Some of the leading US epidemiologists have been creating computer models of the Ebola epidemic at the request of the US National Institutes of Health and the US Department of Defense.
What worries US health officials most is that the epidemic has begun to grow exponentially in Liberia.
The scientists who produced the models cautioned that their predictions were based on the virus’ current uncontrolled spread and said the picture could improve if public health efforts started to work. Because natural conditions could change, for better or for worse, the researchers also warned that their forecasts became shakier the farther into the future they went.
Lewis said that a group of scientists collaborating on Ebola modeling as part of a project called models of infectious disease agent study (MIDAS) had come to a consensus on the projected 12 to 18 month duration and high case count.
A MIDAS participant, Jeffrey Shaman, an associate professor of environmental health sciences at the Columbia University Mailman School of Public Health, agreed.
“Ebola has a simple trajectory because it’s growing exponentially,” Shaman said.

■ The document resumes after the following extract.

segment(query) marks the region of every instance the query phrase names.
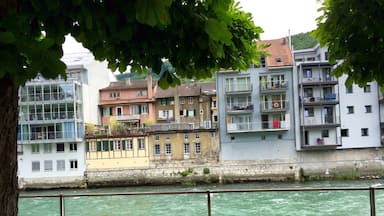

The modeling estimates are based on the observed growth rate of cases and on factors like how many people each patient infects. The researchers use the past data to make projections.
Shaman’s research team created a model that estimated the number of cases through Oct. 12, with different predictions based on whether control of the epidemic stays about the same, improves or gets worse. If control stays the same, according to the model, the case count by Oct. 12 will be 18,406. If control improves, it will be 7,861. If control worsens, it will soar to 54,895.